原blog连接:http://techbackground.blogspot.com/2013/06/path-mtu-discovery-and-gre.html
When using the Open vSwitch Quantum plugin with GRE there can be problems connecting to some sites while other sites work fine. E.g. 'git clone' hangs or 'apt-get update' takes over an hour. This is because the GRE tunnel can reduce the path MTU to a value less than the common 1500 bytes, and some sites do not engage in standard techniques for path MTU discovery.
In a multinode installation there is a GRE tunnel between the network node running the Quantum router and the compute node running the instance. Layer-2 packets between the router and the instance are encapsulated in IP/GRE packets and put on the physical network. They are received by the other node, de-encapsulated, tagged and put onto bridge br-int. This process affects the path MTU - see here for a good explanation of PMTUD (Path MTU Discovery).
Running traceroute with '--mtu' shows the PMTU between the router and the instance to be 1454 bytes:
root@netnode:/# ip netns exec qrouter-7a44de32-3ac0-4f3e-92cc-1a37d8211db8 traceroute -n 172.17.17.3 -p 44444 --mtu traceroute to 172.17.17.3 (172.17.17.3), 30 hops max, 65000 byte packets 1 172.17.17.3 80.197 ms F=1454 2.334 ms 44.973 msNote: I ran traceroute from the router here as the traceroute on the Cirros instance is very basic. Also, the instance's security group had to be changed to allow ICMP and a range of UDP ports for traceroute to work in this direction.

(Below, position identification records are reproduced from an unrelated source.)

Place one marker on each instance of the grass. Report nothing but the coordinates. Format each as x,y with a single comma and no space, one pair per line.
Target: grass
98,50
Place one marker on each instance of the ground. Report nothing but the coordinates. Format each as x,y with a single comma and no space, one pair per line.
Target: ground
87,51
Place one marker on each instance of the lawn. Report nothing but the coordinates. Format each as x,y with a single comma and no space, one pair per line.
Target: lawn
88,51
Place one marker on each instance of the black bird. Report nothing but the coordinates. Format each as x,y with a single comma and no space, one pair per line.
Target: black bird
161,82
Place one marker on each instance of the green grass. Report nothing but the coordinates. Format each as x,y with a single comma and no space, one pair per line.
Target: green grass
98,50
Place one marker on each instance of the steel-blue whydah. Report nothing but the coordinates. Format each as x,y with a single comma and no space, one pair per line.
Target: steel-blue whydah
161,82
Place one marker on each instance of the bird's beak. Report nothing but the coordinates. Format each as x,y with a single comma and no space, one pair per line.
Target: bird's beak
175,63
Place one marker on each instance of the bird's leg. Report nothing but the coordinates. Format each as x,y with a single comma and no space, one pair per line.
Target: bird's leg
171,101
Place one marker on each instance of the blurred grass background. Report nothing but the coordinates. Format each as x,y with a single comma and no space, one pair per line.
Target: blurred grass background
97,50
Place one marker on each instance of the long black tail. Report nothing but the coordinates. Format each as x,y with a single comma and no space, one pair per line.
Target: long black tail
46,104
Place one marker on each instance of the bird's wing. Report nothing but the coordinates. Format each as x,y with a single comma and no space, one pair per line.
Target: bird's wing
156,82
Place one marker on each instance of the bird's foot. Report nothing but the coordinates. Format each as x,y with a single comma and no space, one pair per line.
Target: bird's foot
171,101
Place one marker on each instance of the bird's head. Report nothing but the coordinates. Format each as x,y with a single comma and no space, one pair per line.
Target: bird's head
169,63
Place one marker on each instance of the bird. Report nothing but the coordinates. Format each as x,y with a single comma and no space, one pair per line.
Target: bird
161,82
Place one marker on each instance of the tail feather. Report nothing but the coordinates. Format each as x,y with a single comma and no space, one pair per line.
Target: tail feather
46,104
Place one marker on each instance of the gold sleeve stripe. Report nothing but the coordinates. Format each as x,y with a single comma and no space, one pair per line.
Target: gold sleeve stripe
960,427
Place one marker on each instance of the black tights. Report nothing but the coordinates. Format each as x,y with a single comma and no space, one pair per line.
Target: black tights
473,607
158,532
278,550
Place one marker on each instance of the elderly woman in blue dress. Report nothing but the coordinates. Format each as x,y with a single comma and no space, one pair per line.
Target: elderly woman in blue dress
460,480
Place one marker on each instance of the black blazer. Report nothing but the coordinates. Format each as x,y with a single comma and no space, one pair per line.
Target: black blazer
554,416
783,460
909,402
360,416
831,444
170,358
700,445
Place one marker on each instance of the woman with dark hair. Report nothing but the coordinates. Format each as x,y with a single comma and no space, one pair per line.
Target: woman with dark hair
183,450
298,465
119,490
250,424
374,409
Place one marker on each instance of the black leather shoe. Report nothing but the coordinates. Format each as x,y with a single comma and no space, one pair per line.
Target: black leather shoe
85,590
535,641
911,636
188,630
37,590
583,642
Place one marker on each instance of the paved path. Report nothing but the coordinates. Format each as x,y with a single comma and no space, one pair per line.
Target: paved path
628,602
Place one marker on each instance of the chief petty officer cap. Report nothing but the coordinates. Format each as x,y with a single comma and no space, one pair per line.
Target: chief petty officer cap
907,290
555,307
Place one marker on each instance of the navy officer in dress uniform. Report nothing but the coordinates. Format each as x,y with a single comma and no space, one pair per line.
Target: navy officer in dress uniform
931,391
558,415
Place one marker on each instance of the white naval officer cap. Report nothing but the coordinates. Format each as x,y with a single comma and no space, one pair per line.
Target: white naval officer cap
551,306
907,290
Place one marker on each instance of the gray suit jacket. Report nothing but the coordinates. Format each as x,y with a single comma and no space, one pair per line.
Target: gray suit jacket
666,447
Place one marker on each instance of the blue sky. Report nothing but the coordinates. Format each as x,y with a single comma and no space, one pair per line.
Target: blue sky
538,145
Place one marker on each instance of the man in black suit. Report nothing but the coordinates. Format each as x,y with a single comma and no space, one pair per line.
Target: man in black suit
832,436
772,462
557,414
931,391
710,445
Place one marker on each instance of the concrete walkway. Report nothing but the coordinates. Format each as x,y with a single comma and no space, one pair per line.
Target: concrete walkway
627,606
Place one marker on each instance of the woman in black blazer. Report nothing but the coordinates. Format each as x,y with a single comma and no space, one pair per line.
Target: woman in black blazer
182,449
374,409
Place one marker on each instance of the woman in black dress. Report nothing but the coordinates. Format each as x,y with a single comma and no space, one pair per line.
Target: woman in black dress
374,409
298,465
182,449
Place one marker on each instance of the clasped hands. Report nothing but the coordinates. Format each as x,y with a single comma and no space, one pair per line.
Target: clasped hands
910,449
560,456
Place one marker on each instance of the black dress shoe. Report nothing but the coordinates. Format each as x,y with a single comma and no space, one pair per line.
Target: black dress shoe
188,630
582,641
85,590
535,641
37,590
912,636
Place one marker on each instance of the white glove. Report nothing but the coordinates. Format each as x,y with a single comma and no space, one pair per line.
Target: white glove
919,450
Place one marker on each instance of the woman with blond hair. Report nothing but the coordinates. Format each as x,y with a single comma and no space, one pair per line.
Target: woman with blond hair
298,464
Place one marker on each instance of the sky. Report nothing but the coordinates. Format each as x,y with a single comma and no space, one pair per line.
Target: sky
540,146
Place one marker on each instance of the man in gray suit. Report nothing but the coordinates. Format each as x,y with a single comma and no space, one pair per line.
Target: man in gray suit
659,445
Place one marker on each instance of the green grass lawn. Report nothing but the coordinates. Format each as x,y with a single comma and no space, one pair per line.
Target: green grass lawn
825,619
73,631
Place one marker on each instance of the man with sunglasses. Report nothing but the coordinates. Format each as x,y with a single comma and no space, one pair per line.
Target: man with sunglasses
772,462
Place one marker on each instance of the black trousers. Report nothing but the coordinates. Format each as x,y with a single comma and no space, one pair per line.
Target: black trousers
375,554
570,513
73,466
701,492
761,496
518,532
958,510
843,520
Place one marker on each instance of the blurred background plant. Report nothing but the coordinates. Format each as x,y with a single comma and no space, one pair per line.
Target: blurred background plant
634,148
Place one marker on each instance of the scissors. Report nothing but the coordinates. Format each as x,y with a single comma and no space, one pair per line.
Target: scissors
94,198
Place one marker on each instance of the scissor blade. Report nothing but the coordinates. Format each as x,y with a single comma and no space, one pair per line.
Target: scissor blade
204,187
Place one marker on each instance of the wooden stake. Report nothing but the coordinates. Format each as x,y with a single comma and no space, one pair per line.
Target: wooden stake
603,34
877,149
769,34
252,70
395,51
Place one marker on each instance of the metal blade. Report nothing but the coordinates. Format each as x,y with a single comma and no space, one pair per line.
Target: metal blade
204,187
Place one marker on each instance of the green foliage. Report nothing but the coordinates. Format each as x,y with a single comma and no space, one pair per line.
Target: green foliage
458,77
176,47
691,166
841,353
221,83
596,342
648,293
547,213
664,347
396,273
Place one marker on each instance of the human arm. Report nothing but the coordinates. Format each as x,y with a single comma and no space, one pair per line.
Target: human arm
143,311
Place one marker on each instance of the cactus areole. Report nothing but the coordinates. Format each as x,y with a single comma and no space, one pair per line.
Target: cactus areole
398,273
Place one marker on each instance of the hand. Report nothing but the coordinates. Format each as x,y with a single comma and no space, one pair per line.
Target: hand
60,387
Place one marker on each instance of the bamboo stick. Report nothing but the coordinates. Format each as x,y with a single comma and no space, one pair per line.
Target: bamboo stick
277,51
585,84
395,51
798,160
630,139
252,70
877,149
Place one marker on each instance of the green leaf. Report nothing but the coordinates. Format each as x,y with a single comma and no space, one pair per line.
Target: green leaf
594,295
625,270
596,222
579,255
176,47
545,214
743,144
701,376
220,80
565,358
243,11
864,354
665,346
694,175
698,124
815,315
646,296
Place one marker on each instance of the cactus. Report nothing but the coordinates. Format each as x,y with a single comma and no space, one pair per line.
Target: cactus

First the IPv4 header which includes the source and destination IPs of the physical nodes - its length is 20B. Then the GRE header follows which is 8B and includes the 4B GRE key option used for the Quantum segmentation_id. Then the Ethernet header of the original packet which is 18B (includes the 4B 802.1Q field). So the remaining space for the inner packet's payload is capped at 1454 bytes (1500 - 20 - 8 - 18).
Now programs hang when connecting to some sites:
cirros$ curl -L github.comNote: connections to github.com:80 are redirected to port 443 and the '-L' tells curl to follow redirects.

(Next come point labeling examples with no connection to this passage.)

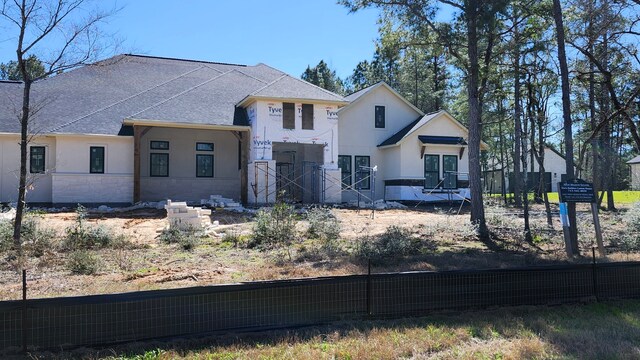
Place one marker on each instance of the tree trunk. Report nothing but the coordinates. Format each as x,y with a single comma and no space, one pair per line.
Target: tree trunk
475,124
566,115
22,187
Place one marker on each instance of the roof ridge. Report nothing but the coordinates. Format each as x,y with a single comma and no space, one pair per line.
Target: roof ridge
125,99
182,59
267,85
251,76
325,90
180,93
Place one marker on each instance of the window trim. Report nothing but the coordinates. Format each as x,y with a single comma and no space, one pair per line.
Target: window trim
293,115
312,116
444,182
437,171
355,165
44,159
384,117
151,164
342,172
198,143
212,166
104,159
151,143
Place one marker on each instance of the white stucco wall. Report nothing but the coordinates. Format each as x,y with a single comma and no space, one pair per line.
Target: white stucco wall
72,181
182,183
360,137
39,185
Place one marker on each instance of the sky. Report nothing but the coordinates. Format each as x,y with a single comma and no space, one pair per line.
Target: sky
286,34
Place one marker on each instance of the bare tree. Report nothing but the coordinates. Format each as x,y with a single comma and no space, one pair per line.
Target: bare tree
74,29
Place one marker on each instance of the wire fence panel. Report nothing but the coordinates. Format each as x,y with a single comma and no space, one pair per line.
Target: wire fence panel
109,319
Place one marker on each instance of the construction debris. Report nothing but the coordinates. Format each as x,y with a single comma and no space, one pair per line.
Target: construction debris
185,217
217,201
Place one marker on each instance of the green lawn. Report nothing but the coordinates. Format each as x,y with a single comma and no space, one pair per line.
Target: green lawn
608,330
620,197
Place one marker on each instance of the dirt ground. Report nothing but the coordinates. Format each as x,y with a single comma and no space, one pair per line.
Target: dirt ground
147,263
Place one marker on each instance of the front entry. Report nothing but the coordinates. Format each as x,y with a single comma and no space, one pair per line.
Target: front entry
298,171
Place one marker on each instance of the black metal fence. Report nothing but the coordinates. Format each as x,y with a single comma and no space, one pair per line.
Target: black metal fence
108,319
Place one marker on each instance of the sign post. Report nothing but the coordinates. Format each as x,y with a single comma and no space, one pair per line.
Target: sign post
578,191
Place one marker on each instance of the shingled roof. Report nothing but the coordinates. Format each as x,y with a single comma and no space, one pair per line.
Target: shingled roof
97,98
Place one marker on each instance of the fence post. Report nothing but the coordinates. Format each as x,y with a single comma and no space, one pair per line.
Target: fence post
369,288
595,272
24,311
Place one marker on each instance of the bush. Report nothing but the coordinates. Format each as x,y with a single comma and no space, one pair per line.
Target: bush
188,239
83,262
323,224
396,241
275,226
83,236
36,240
630,241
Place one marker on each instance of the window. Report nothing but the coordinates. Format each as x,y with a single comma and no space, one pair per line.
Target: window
363,181
288,116
159,145
204,146
36,159
204,165
344,163
159,165
431,171
307,116
96,159
380,117
450,171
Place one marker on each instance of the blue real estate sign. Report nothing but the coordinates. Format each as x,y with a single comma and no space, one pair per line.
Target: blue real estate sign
576,191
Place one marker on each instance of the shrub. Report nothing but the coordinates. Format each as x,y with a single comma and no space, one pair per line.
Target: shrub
275,226
323,224
188,239
36,239
83,236
630,241
394,242
83,262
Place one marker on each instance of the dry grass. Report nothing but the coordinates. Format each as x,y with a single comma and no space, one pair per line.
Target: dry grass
443,240
594,331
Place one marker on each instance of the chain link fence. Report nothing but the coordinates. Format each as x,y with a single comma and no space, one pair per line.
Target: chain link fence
109,319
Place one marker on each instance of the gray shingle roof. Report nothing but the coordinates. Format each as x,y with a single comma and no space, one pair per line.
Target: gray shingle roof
95,99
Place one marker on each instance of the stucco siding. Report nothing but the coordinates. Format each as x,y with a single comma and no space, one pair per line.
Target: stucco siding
182,183
635,176
38,185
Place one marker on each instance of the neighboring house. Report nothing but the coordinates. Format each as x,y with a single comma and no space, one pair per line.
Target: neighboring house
634,164
139,128
554,166
417,157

... 16:13:42.868082 IP 204.232.175.90.443 > 192.168.101.2.35016: Flags [.], seq 1:1449, ack 225, win 7, options [nop,nop,TS val 147466117 ecr 242857], length 1448 16:13:42.868542 IP 192.168.101.2 > 204.232.175.90: ICMP 192.168.101.2 unreachable - need to frag (mtu 1454), length 556 ...Here 192.168.101.2 is the SNATed address of the instance. Wireshark shows github.com sending an IP packet with total length 1500 (TCP segment data 1448 + TCP header in this case is 32 + IPv4 header 20). This is too large to be encapsulated and so an ICMP (type 3, code 4) is sent back to github.com.
Solutions
One way is to reduce the MTU on the instances to 1454. This post shows how DHCP can be used to push this out to the instances.
cirros$ sudo ip link set mtu 1454 dev eth0Another option is to increase the MTU to 1546 on the network and compute node interfaces that carry the GRE traffic. Then the PMTU should increase to 1500. This option depends on the physical equipment in-between being able to support a MTU greater than 1500.